A legitimidade do Colégio Eleitoral é questionada há décadas. Tem havido numerosos para reformá-lo. Atualmente, quinze estados dos EUA estão fazendo campanha para sua abolição.

Quando a Convenção Constitucional se reuniu em 1787, ela não tinha um modelo de como a liderança da nova república deveria ser decidida.

Os membros da Convenção eram um grupo patrício com sentimentos mistos sobre a democracia. O Pai da Constituição ”James Madison referiu-se“ ao inconveniente da democracia ”. Edmund Randolph, da Virgínia, falou da necessidade de “controles suficientes contra a democracia”. Outro representante falou sobre “os males que vivemos decorrem do excesso de democracia”.

Os membros da convenção estavam preocupados com o fato de os cidadãos não conhecerem as figuras nacionais e de deixar por conta própria o povo poder eleger um demagogo. Eles não queriam que o Congresso elegesse o presidente e se preocupavam com o equilíbrio entre os grandes e pequenos estados. Para resolver o enigma, um comitê foi nomeado. Produziu a ideia de um Colégio Eleitoral, um órgão de elite que decidiria quem seria o líder mais adequado. Além de definir o número de eleitores a serem nomeados por cada estado e detalhes sobre quando e onde o colégio deve cumprir a Constituição dos Estados Unidos, nada diz sobre como os eleitores devem ser escolhidos ou conduzir suas deliberações.

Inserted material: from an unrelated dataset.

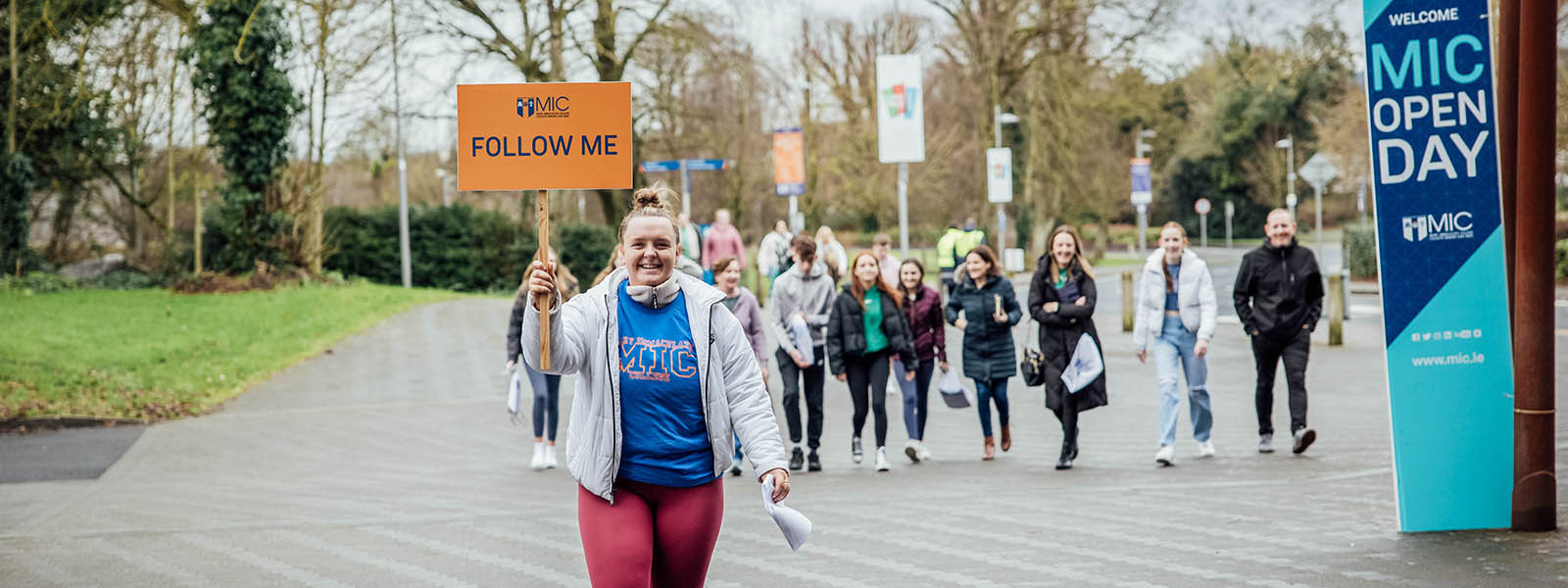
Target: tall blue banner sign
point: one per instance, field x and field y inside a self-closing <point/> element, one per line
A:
<point x="1442" y="264"/>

O Colégio Eleitoral de hoje é composto por 538 Eleitores. Os estados recebem votos universitários com base em sua representação no Congresso. Quando os resultados das eleições são certificados, os estados, com duas exceções, alocam seus votos no Colégio aos partidos políticos na base do vencedor leva tudo. Após a vitória de Joe Biden na Califórnia, os 55 votos do Colégio Eleitoral do estado irão para os democratas. Os 29 votos da Flórida irão para os republicanos após a vitória de Trump lá. Dois estados, Maine e Nebraska, alocam dois votos para o candidato que ganhar o voto popular no estado e um para o vencedor de cada distrito eleitoral.

Os partidos políticos decidem quem vai para o Colégio. Os eleitores se comprometem a votar nos candidatos de seus partidos. No entanto, os eleitores podem se tornar “eleitores infiéis” e lançar um voto 'desviante' para qualquer pessoa que desejarem. Estranhamente, não existem disposições constitucionais ou federais que lidem com eleitores infiéis. Cinco estados impõem uma penalidade aos eleitores infiéis. Quatorze estados têm disposições legais que permitem o cancelamento de um voto desviante e a substituição de um eleitor infiel. Estranhamente, a legislação em dezenove estados e em Washington DC permite que os votos desviantes sejam contados como lançados. Os demais estados não têm legislação para lidar com eleitores infiéis.

Enquanto o Movimento dos Direitos Civis da década de 1960 lançava luz sobre as falhas das estruturas políticas da América, o senador Birch Bayh, um democrata de Indiana, lançou uma campanha para abolir o Colégio. Ele argumentou que os americanos não podiam “orgulhosamente bater no peito e proclamar-se a maior democracia do mundo e ainda assim tolerar um sistema eleitoral presidencial no qual o povo do país não votasse no presidente”.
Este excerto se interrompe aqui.